2017/05/15

コラムニスト・深澤真紀が語る「今じゃ毎日どこかの局で日本すごい!って外国人が言ってる番組が放送されてる」

今回は2017年3月14日放送「大竹まこと ゴールデンラジオ!」
「大竹紳士交遊録」深澤真紀さんの回を起こしたいと思います。


深澤
今回も森友学園問題の背景のひとつだなと思うことをお話したいなと思うんですが、それはここ数年ものすごく「日本がすごい」っていう礼賛番組増えていて。

愛さんも出てませんか?「ああ、日本すごいわあ」って、外国人が「本当だ!シャワーのトイレがすごい!」とか。

はるな
そういう番組、ありますね。

大竹
森友とどういう関係があるんですか?

深澤
それは何でか?っていうと日本がどういう国か?っていうことを国がどう考えているかっていうことが分かる背景があるんですけど。

例えばこういう番組って1980年代から2000年代にはほとんどなかったんです。「日本すごい!」っていう番組は、それどころか20年前は大竹さんも出てましたけど「ここがヘンだよ日本人」とか「日本は遅れている」「日本はヘンだ」って言って。

まあテリーさんがブレイクしたのもあれが原因でしたけど、まあそういう番組があって日本を批判する番組もそれなりに人気もありましたし・・

大竹
俺、出てたかな?

深澤
大竹さん、出てたはずですよ。でもまあありましたよね?たけしさん司会で。

大竹
出てたと、たぶん推測される(笑)

太田
でも記憶にはない!(笑)

深澤
あとは「世界まるごとHOWマッチ」とか「なるほど!ザ・ワールド」とか。これは世界を知りたいっていう番組だったんですね。

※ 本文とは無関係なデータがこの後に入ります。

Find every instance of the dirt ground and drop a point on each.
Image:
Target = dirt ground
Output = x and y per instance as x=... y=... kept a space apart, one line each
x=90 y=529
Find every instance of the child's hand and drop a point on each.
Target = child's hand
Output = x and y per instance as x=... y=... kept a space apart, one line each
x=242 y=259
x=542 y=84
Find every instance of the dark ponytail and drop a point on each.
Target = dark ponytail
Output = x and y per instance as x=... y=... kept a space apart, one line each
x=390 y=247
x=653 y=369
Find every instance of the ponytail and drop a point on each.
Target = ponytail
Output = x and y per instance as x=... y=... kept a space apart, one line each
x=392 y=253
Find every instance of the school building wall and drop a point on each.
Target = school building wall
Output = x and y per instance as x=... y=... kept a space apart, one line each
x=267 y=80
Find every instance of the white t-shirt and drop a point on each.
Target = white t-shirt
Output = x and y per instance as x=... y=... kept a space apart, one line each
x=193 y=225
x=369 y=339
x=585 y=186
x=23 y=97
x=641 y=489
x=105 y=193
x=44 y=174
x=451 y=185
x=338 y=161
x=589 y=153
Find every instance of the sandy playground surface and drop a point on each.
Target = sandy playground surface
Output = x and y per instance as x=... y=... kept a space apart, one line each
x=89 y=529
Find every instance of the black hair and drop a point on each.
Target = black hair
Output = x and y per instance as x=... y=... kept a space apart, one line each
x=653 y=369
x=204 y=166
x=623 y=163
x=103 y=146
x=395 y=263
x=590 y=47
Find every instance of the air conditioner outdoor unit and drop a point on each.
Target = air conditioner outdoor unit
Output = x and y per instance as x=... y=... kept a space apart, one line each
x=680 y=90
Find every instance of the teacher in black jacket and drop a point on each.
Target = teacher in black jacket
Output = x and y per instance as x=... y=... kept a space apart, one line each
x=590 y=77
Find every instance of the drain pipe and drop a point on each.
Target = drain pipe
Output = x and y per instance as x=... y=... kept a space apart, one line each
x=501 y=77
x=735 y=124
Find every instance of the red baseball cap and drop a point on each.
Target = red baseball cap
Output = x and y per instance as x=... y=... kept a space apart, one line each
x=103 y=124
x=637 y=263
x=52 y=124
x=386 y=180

それがもう今じゃ毎日どこかの局で「日本すごい」って外国人が言ってますとか。「日本がこんなことやってます」っていう番組が放送されているわけですね。

一方で厚切りジェイソンさんが先日、日本人がすごいっていう番組で「アメリカにも四季がある」っていうとカットされちゃう。

「日本の四季がすごい」って言わないといけないっておっしゃっていて。四季は世界中にあるんです、当たり前ですけど温帯の地域にはだいたいあって。

紅葉だってもちろんあるし、なんなら桜のある国だってヨーロッパにもアジアにもアメリカにもあるんですね。それで「日本の四季はすごい」って言ってしまうのはちょっと恥ずかしい。

一方で「YOUは何しに日本へ?」ってテレ東の私も大好きな番組ですけど。ここのディレクターが自分の番組が日本礼賛番組ブームの元祖に言われるけど、自分たちは「日本すごい」って言いたいんじゃなくて、「日本のそんなヘンなところを発見するYOUがすごい」って。

つまりは日本がすごいって言ってるんじゃないんだ、YOUがわざわざ日本に来てヘンなところに行くわけじゃないですか?私たちも知らないようなところに、それがすごい。

あれが面白いんで自分は外国人が「日本をすごい!」って言わせる番組が嫌いだから、あの番組を作ったのであって自分が作りたいのは「日本すごい」っていう番組じゃないんだと。

「YOUがすごい」っていう番組なんだっておっしゃっていたんですけど。でも基本的にはやっぱり今、残念ながら「日本ってすごいね」「こんな国、日本しかないよ」っていう。

はるな
でも海外から帰ってきたら「やっぱり日本すごいな」って思うことが多いんですよ。「いやーキレイだな」とか「道もキレイ、トイレの便座温かいな」とか。

深澤
まあね、もちろんそうで。海外に行けば海外に行ったで日本とは違う良いところがいっぱいあるから私たちは海外に行くわけじゃないですか?

「タイはいいな」とか「パリはいいな」って思うから海外に行くわけで。それはなんでも良いと思わなければ外国行かないわけですからね。

実は経産省が2010年から「クールジャパン」っていう事業をずっとやっていて。日本の魅力が海外に発信しますということで安倍政権になってからは「クールジャパン戦略担当大臣」初代はいま話題の稲田さんがお務めになったんですけれども。

昨年からなんとこのクールジャパン事業を経産省自らが「世界が驚くニッポン研究会」・・国がですよ!これね「世界が驚くニッポン」っていうテレ東の新番組ならいいんですけど。通産省が自ら「世界が驚くニッポン研究会」っていうのを作ってしまって。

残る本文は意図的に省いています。